今季の富士山も閉山間際となってきたので、御殿場口新五合目からのロングルートにチャレンジしてきました。
結果はものの見事に途中敗退。七合五勺「砂走館」まで登ったもの疲労でモチベーションが維持できなくなったので、速やかに下山を決めて降ることにしました。
その際に、良い機会だったので未踏のまま放置していた宝永第二火口縁から富士宮五合目に続く区間を確認してから帰ることとしました。
この区間、2022年7月に道迷い遭難があった場所でもあり、少々気になっていたので、無事に踏破できて安心しました。

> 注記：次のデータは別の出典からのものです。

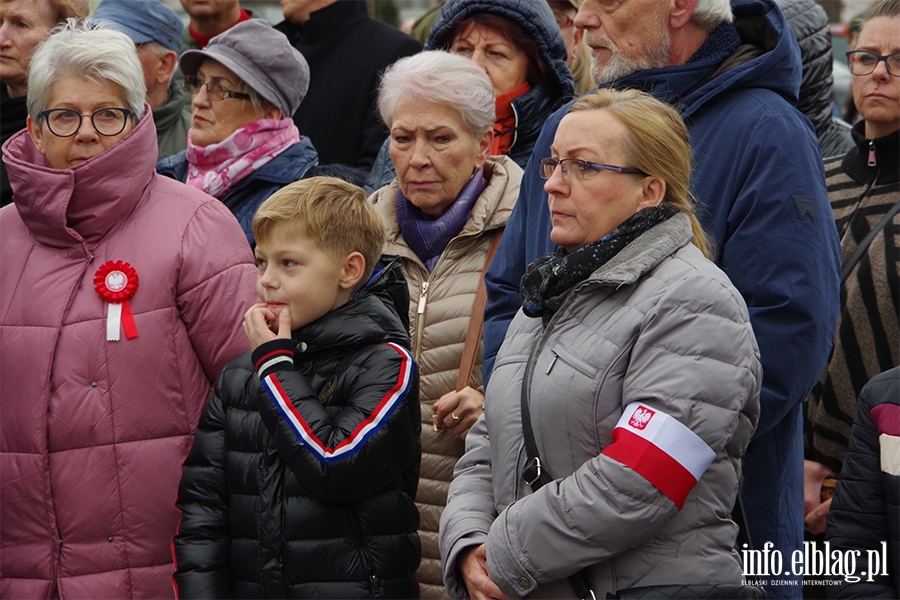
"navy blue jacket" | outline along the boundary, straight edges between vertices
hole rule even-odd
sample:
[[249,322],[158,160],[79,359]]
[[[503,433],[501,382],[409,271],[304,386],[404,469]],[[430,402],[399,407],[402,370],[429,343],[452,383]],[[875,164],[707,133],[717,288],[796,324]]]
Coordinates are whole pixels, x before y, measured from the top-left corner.
[[[744,467],[750,532],[755,546],[771,541],[790,556],[803,538],[800,403],[834,339],[840,248],[815,131],[792,106],[800,87],[797,41],[768,0],[736,0],[733,10],[743,41],[761,46],[760,56],[709,81],[718,64],[696,61],[634,73],[616,86],[651,92],[688,125],[698,216],[717,264],[747,302],[762,355],[761,415]],[[522,274],[554,249],[537,160],[550,156],[567,108],[541,132],[486,275],[486,377],[521,305]]]
[[[289,183],[303,179],[310,167],[319,164],[319,155],[308,137],[300,141],[255,170],[228,191],[222,202],[234,213],[247,241],[253,246],[253,215],[266,198]],[[186,152],[161,158],[156,172],[181,181],[187,180]]]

単純な道の多い富士山登山道の中で、珍しく道迷いが発生した区間、どのような感じなのか興味ありましたら、確認していってくださいね。
基本情報
まずは、今回の山行についての基本情報です。
日付:2022/8/27
天候:晴れのち曇り
エリア:富士山エリア
コース概要:富士急バス「御殿場口新五合目停留所」〜御殿場新六合目〜御殿場七合五勺〜宝永山馬の背〜宝永第一火口〜宝永第一火口縁〜宝永第二火口縁〜富士宮五合目〜富士急バス「富士宮五合目停留所」
難易度:体力☆☆、技術☆、危険☆
交通機関:
(往)JR東海道線「御殿場駅」から富士急バスで、「御殿場口新五合目停留所」へ
(帰)「富士宮口五合目停留所」から富士急バスで、JR東海道線「富士宮駅」へ
概要
御殿場ルート(ごてんばるーと)
御殿場ルートは、4つある富士山登頂ルートの中でも最長のルートで、その分難易度が高いです。
特に最初の山小屋「大石茶屋」から、新六合「半蔵坊」までの区間は、砂丘のような砂地が続き、体力の消耗が激しい区間となっています。
その後も、登り一辺倒の道が十合目まで永遠と続くため、健脚者以外は好んでは使わず、人の少ない静かな山行を楽しめるルートになっています。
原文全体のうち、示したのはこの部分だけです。